Al di là di tali aspetti - che pure non sono di mero dettaglio o de iuris subtilitatibus - si deve altresì considerare che la causa prima della proposta parrebbe doversi individuare nell’assenza, in capo allo Stato nazionale, di quelle sue essenziali funzioni (tra le quali, com’è noto, la moneta e il governo della liquidità) delegate (o cedute?) alle istituzioni comunitarie, che, se ancora disponibili, permetterebbero la difesa dall’“assedio” anche senza impegnare, è proprio il caso di dire, le riserve auree.

Più ancora, lo stato d’eccezione nel quale versa il nostro Paese è determinato anche e innanzitutto dalla struttura del cosiddetto ordinamento comunitario, che, mentre assume in capo a sé le suddette funzioni, non ha alcuno specifico obbligo di soccorrere gli Stati membri quando la congiuntura economica o altri fattori non permettano ai medesimi di procedere nel percorso di unificazione del quale pure il Fiscal compact dovrebbe (asseritamente) essere strumento. Il versante passivo della sovranità (e pertanto i doveri di mantenimento e di cura delle collettività nazionali), insomma, separato ormai da quello attivo, continua a gravare sugli Stati nazionali, la cui disponibilità di mezzi viene ormai determinata ab extra.

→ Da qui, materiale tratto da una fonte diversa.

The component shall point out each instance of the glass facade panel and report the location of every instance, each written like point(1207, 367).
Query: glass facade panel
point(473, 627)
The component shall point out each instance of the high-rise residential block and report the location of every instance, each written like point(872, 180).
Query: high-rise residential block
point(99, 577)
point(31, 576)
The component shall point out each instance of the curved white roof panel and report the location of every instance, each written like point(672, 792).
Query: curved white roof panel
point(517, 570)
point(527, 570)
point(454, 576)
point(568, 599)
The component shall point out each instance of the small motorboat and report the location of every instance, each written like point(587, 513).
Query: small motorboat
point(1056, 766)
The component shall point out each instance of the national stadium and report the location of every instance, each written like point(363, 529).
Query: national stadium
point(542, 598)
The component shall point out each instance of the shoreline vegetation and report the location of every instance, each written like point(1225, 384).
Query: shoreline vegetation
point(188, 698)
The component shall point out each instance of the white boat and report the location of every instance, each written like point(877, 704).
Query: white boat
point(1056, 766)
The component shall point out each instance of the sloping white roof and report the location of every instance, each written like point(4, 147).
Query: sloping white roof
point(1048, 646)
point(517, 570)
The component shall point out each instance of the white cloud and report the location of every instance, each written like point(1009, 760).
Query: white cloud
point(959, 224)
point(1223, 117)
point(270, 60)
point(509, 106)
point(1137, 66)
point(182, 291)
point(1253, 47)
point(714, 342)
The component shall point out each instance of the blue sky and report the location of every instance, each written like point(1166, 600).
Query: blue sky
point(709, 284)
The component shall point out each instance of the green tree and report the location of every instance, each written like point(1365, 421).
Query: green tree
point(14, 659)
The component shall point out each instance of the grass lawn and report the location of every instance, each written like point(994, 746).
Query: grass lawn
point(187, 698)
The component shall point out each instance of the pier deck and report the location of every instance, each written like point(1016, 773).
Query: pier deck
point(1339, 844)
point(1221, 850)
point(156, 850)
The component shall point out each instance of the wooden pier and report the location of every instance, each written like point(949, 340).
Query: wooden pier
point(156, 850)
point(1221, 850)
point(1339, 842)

In tale contesto, lo Stato che versi in particolari condizioni di difficoltà - in assenza di intervento di chi detiene gli Hoheitsrechte - è ridotto quasi a un soggetto di diritto comune, il cui potere è di natura essenzialmente patrimoniale e non può far altro che cedere o tentare di cedere ai propri creditori le “pertinenze della sovranità”, quelle cose cioè che a esso appartengono per il soddisfacimento di necessità “esistenziali” della collettività, dagli assets strategici (ad esempio, nel settore dell’energia), ai beni del demanio necessario, sino, appunto, alle riserve auree e, addirittura, al territorio (e, frattanto, perdendo corrispondentemente capacità di autodeterminazione politica, trovandosi magari perciò costretto a riarticolare in tal senso la propria struttura istituzionale).